Let $F$ be a field let $n$ be a positive integer and let $G$ be the group of upper triangular matrices in $GL_n(F)$ (c.f. Exercise 16, Section 5.5).
(a) Prove that $G$ is the semidirect product $U \rtimes D$ where $U$ is the set of upper triangular matrices with $1$'s down the diagonal (cf. Exercise 17, Section 2.1) and $D$ is the set of diagonal matrices in $GL_n(F)$.
(b) Let $n=2$. Recall that $U \cong F$ and $D \cong F^\times \times F^ \times$ (cf. Exercise 11 in Section 3.1). Describe the homomorphism from $D$ into $Aut(U)$ explicitly in terms of these isomorphisms (i.e., show how each element of $F^\times \times F^ \times$ acts as an automorphism on $F$.
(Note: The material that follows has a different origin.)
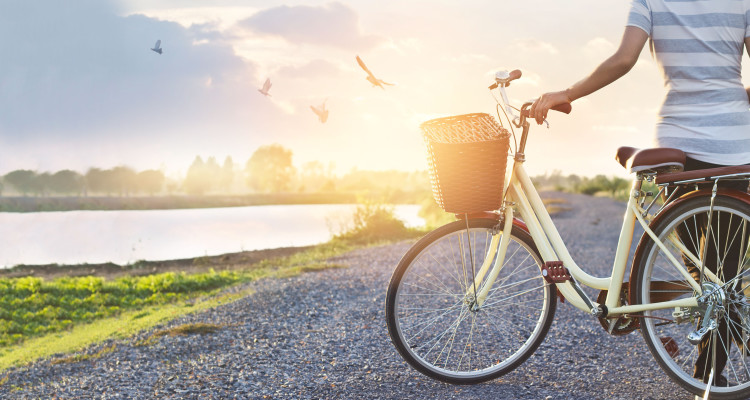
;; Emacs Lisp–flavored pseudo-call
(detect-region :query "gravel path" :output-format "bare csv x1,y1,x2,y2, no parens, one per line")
0,192,699,399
I have already solved part (a). One shows that $U \unlhd G$ and $D \leq G$ and $U \cap D=\{I\}$ and $UD=G$. This implies that $G \cong U \rtimes _\phi D$, where $\phi:D \to Aut(U)$ by conjugation.
For part (b), however, I am confused on what exactly is being asked for. (I understand why $U \cong F$ and $D \cong F^\times \times F^ \times$). Is it merely asking for an explicit homomorphism $h: F^\times \times F ^ \times \to Aut(F)$ which satisfies $G \cong F \rtimes _h (F^ \times \times F ^\times)$? Or is it asking instead for a homomorphism from $D \to Aut(G)$? In either case, do I need to show that the homomorphism is unique?
Take note that my question is more about "logistics" (trying to decipher instructions) than actual mathematics. However, any help with part (b) would be welcome and appreciated.